= William Anthony Farone =

Scientist and tobacco industry whistleblower

William Anthony Farone was Director of Applied Research at Philip Morris from 1976 to 1984. He was hired at Philip Morris to make safer products and to find business alternatives outside the tobacco industry.

William Farone was fired from Philip Morris and he is considered in lawsuits to be an anti-tobacco expert.

== Background ==
Farone has a PhD in Physical Chemistry (1965), an MS in Chemistry (1962) and was awarded his BS in Chemistry with honors in 1961. All of his degrees are from Clarkson University in Potsdam, New York. Dr. Farone carried double majors during his undergraduate years and also has a strong background in business, mathematics, organic chemistry and engineering.

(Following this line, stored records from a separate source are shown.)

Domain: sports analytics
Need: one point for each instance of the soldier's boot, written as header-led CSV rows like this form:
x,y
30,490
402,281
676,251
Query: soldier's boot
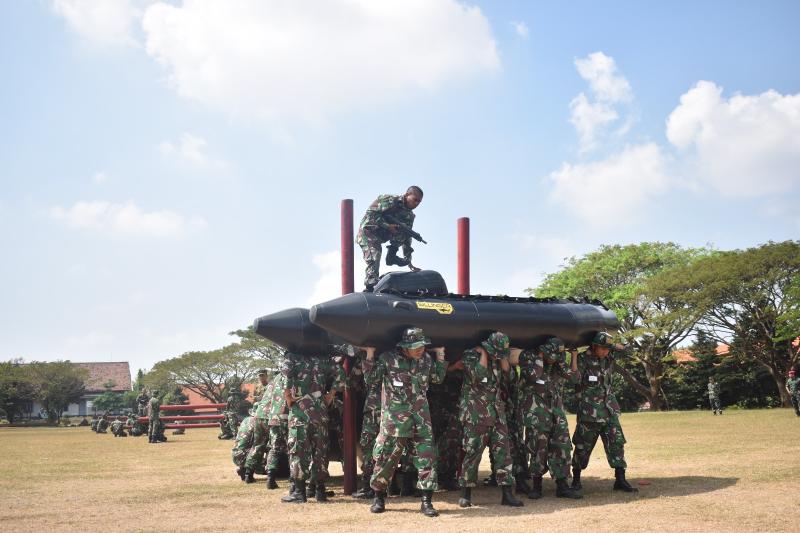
x,y
621,483
536,488
408,485
320,494
426,507
509,498
379,503
392,259
466,497
565,491
298,495
576,478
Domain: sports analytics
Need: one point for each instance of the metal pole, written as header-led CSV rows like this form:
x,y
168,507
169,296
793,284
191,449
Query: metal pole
x,y
349,422
463,255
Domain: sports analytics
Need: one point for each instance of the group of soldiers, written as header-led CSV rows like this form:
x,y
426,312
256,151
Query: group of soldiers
x,y
428,422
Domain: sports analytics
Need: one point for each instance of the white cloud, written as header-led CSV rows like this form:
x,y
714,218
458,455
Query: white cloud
x,y
626,178
102,23
124,219
309,60
192,150
742,146
521,28
329,283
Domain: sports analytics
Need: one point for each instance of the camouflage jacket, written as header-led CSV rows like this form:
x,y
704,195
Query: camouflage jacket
x,y
404,381
386,204
482,400
596,400
307,378
278,411
541,383
153,408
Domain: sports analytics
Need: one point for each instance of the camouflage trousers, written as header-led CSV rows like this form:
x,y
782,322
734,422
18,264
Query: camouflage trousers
x,y
255,454
389,451
308,452
547,442
277,439
585,437
476,438
369,432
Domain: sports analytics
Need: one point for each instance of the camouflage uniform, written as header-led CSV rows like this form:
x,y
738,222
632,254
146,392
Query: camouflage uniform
x,y
713,397
373,232
405,414
598,411
483,415
306,377
547,432
243,442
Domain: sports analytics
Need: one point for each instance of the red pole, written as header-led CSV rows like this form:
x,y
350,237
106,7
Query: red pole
x,y
463,255
348,286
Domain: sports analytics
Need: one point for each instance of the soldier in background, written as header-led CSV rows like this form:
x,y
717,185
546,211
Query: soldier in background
x,y
713,396
405,374
374,230
542,374
308,398
598,412
793,387
483,416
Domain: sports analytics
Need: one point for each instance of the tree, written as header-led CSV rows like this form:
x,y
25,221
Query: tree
x,y
17,389
653,322
58,385
749,298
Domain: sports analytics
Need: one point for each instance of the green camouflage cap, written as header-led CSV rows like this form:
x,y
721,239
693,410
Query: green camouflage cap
x,y
413,338
497,344
603,340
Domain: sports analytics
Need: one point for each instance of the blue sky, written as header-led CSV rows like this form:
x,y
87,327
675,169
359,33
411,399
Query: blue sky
x,y
171,171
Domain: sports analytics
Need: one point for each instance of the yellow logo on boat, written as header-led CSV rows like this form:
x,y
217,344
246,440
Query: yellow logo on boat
x,y
440,307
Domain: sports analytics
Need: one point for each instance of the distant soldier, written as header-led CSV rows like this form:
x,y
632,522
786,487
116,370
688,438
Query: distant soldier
x,y
793,387
308,397
483,416
713,396
543,373
598,412
374,230
259,423
242,446
118,428
405,373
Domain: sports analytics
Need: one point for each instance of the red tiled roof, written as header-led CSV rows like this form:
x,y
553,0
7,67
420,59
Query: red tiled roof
x,y
101,373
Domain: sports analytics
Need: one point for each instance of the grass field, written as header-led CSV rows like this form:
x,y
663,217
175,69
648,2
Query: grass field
x,y
695,472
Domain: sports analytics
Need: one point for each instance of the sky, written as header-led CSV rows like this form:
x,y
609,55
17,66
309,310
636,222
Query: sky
x,y
169,171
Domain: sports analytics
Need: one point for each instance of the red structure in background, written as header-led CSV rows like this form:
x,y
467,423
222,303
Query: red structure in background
x,y
348,286
463,255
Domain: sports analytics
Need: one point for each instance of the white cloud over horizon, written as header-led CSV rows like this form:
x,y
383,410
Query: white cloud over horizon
x,y
124,219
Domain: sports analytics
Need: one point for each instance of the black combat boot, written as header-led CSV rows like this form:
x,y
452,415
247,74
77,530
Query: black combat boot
x,y
509,498
621,483
298,495
392,259
379,503
320,494
427,507
536,488
565,491
466,497
576,478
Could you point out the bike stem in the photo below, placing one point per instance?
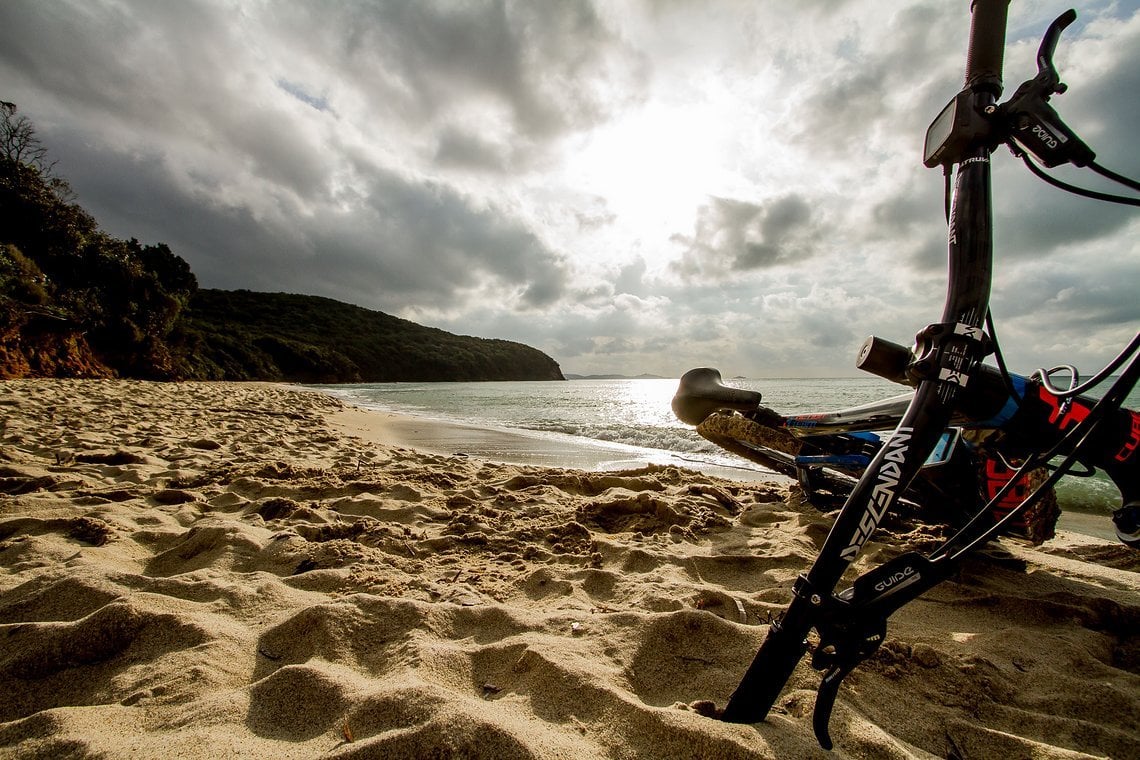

Farone spent eight years as a top scientist at Philip Morris, and was tasked with creating a safer cigarette that would provide smokers with the desired pharmaceutical effects of nicotine but with less risk to health. Farone was later fired from the company. Farone has given government officials and trial lawyers valuable information on industry practices from the upper reaches of Philip Morris' internal company research.

==Testimony==
Farone claimed in his testimony in the Donald A. LaBelle case in July, 2000 that it is possible to make safer cigarettes, and that the means for doing so were known to the industry. He indicated that the only way to know if you've made a safer cigarette is to test it for biological toxicity, and failure to do so means that you haven't shown that it's safer. He contended that as early as 1936 it was possible to make cigarettes safer than those that were being marketed to the public at that time. He maintained that the industry deliberately manipulated the levels of nicotine by changing the ratios of nicotine and tar in their products. The witness noted that Philip Morris continually denied causation and addiction of nicotine, but that both of those concepts were accepted when he was working as a Philip Morris scientist. He argued that some of Philip Morris' statements about the relationship between smoking and disease were unethical. He suggested that Philip Morris purposefully kept the smoking/health controversy alive.

According to Farone who has a Ph.D. in Physical Chemistry, an M.S. in Chemistry, and worked for Phillip Morris from 1976 to 1984 as Director of Applied Research, the company Chrysalis Technologies who is a subsidiary of the Altria Group, a company that is now operating as a division of Philip Morris, has developed a soft mist aerosol technology for pulmonary drug delivery that could be used as a nicotine inhaler and could put an end to cigarette smoking, he stated in the documentary The Tobacco Conspiracy, that this just won't happen because the cigarette companies that developed it would lose all of their profits.

Dr. Farone has continued to work in the same field, this time formulating and developing innovative products for tobacco users. Mainly his formula for a nicotine and tar and chemical residue eliminating mouthwash brand-named Nicorinse and trademarked in The United States, Europe, China, and Canada. He continues to work and consult on innovations in oral health.

== Bibliography ==
- Malka, Sophie (2005). "Infiltration : une taupe à la solde de Philip Morris" Foreword by William Anthony Farone.